Ein geparktes Auto, ein Polizeieinsatz und keine klare Entschädigung
Ein Unfall in Buffalo, New York, ist zu einem deutlichen Beispiel dafür geworden, wie Verkehrsrisko auf Menschen fallen kann, die nichts dazu beigetragen haben. Laut dem zugrunde liegenden Bericht wurde der Chevy Impala von Katherine Scaglione zum Totalschaden, nachdem ein Verdächtiger, der vor einem bewaffneten Raubüberfall floh, angeblich ein Fahrzeug entwendet und drei unbesetzte geparkte Autos gerammt hatte. Scagliones Auto traf es am schwersten.

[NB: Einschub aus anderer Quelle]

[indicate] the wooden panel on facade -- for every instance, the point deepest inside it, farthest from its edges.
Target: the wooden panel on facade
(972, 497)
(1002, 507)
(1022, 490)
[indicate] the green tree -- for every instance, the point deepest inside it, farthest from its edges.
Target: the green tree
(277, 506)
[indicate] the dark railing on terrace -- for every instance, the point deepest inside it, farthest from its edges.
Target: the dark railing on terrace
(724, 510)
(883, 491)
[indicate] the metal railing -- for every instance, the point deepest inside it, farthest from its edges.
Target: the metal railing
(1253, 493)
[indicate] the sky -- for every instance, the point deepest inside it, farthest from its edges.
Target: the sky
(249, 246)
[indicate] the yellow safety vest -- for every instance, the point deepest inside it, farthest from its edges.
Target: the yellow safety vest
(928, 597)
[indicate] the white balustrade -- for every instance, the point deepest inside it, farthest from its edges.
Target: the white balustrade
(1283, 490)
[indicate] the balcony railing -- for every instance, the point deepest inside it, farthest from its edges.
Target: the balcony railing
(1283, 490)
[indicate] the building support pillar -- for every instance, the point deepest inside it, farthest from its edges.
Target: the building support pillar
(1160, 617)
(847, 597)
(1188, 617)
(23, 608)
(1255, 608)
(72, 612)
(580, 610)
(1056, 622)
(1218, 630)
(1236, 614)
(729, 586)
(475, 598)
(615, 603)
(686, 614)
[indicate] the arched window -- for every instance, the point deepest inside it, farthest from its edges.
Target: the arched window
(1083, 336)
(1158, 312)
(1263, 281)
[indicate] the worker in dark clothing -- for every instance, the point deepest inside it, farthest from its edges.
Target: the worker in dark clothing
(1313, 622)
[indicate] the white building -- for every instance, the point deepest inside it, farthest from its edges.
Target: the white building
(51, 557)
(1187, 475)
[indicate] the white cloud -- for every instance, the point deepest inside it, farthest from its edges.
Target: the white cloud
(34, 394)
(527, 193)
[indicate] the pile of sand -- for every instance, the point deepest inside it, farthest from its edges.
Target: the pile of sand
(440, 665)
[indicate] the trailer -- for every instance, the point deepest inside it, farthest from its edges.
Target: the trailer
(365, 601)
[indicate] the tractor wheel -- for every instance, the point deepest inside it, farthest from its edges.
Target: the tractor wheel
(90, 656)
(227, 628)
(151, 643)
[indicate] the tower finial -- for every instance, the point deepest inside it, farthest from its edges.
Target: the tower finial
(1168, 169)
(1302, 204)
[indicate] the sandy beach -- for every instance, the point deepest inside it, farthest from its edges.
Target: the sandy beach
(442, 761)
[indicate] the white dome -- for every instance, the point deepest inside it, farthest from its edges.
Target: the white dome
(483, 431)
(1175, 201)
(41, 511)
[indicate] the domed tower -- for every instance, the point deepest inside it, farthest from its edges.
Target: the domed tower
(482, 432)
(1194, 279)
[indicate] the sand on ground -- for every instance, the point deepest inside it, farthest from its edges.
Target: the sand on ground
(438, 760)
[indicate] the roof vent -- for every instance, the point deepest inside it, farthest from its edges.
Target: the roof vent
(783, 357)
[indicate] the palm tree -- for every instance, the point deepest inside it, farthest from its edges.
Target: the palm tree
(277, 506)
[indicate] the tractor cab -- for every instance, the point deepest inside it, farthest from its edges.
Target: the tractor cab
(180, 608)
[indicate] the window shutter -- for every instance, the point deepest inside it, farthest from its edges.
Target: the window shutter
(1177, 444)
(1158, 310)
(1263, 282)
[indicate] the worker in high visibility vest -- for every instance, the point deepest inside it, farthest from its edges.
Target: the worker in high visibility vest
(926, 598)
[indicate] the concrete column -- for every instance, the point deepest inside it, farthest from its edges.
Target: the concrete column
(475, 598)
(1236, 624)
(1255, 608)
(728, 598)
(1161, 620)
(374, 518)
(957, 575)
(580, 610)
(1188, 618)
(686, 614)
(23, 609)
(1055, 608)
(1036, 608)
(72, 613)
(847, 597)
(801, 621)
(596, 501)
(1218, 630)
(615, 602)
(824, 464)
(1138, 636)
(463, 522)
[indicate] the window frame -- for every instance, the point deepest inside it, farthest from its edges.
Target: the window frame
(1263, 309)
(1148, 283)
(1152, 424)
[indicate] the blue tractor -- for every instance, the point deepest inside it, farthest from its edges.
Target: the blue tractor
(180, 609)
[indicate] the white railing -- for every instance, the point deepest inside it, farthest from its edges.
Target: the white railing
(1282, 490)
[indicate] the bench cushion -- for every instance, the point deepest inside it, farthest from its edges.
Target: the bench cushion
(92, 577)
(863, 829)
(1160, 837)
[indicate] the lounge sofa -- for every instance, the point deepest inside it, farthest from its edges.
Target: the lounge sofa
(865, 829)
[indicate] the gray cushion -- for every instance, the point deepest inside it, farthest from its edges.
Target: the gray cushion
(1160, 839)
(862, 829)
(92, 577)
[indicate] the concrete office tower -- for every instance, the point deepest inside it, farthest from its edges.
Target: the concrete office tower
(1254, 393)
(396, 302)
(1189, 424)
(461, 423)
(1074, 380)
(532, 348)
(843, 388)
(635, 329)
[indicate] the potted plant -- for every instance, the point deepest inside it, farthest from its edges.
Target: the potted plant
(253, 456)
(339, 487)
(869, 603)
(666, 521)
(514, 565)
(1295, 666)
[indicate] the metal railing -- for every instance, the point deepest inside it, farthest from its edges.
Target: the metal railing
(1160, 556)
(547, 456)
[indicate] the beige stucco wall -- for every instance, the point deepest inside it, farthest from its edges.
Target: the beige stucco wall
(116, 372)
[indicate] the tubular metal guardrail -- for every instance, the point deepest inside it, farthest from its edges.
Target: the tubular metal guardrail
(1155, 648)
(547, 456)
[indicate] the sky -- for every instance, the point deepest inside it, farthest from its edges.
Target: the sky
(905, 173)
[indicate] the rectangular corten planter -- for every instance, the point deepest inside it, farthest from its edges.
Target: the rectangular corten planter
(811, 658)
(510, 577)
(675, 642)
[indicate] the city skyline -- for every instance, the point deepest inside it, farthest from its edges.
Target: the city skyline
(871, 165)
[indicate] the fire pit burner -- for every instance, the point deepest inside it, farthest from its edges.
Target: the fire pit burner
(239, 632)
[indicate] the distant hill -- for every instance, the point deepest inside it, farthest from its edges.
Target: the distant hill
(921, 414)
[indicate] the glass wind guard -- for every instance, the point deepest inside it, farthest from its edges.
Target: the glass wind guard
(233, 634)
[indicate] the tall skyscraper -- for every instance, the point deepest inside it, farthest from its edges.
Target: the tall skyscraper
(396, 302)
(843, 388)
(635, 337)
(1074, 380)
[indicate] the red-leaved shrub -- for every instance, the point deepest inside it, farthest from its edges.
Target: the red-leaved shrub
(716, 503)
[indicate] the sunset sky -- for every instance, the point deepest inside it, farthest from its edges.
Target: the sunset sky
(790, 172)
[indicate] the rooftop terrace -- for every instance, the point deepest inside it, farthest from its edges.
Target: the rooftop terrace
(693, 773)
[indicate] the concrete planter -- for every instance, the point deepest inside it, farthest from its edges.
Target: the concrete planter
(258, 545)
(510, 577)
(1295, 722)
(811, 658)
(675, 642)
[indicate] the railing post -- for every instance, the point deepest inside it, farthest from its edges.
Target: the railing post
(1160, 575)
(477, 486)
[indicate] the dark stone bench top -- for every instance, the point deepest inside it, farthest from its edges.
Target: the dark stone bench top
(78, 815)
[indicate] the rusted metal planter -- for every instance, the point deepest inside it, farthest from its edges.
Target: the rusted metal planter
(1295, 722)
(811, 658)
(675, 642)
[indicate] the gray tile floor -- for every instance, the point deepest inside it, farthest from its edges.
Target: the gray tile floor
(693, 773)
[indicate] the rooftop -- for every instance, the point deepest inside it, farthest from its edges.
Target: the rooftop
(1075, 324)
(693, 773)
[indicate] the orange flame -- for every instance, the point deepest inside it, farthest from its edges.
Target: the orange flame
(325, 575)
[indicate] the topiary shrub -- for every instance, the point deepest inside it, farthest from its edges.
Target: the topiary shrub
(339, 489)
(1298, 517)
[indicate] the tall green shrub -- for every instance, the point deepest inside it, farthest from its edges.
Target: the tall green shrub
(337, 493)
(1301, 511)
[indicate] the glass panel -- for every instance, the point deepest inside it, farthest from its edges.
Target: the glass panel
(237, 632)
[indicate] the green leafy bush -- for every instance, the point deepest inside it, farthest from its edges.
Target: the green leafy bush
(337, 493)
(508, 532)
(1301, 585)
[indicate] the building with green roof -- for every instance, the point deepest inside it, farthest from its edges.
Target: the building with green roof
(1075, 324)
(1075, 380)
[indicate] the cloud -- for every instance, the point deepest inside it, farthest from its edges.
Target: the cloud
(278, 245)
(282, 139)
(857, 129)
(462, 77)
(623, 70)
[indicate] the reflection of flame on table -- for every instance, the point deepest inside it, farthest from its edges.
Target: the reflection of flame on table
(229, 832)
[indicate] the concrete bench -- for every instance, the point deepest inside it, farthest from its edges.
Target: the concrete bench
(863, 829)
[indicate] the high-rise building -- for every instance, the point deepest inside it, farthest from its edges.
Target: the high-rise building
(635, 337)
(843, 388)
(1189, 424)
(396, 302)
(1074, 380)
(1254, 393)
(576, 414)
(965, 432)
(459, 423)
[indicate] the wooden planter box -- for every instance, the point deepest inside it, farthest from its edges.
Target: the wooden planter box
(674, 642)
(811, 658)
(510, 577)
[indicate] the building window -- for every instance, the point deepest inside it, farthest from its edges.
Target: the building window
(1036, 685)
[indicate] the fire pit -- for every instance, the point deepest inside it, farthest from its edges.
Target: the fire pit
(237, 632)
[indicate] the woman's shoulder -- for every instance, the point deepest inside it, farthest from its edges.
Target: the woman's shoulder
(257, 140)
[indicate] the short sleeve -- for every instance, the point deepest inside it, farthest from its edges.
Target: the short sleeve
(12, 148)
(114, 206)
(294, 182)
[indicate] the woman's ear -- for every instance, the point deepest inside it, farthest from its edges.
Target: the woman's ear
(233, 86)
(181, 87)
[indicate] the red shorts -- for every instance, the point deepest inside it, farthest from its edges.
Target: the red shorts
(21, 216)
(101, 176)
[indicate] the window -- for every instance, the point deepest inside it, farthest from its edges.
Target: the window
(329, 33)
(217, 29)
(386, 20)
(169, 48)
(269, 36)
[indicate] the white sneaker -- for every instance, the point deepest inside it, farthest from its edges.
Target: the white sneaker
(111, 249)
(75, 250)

Der zugrunde liegende Vorfall begann an einem 7-Eleven in der Prospect Avenue, wo zwei Polizeibeamte aus Buffalo offenbar in einen laufenden bewaffneten Raubüberfall gerieten. Die Polizei identifizierte den Verdächtigen als Dejuan Williams. Dem Bericht zufolge flüchtete Williams zu Fuß, entwendete ein vorbeifahrendes Fahrzeug, fuhr davon und prallte später gegen geparkte Autos. Scaglione saß nicht in ihrem Fahrzeug, und das Auto war an dem früheren Verbrechen nicht beteiligt.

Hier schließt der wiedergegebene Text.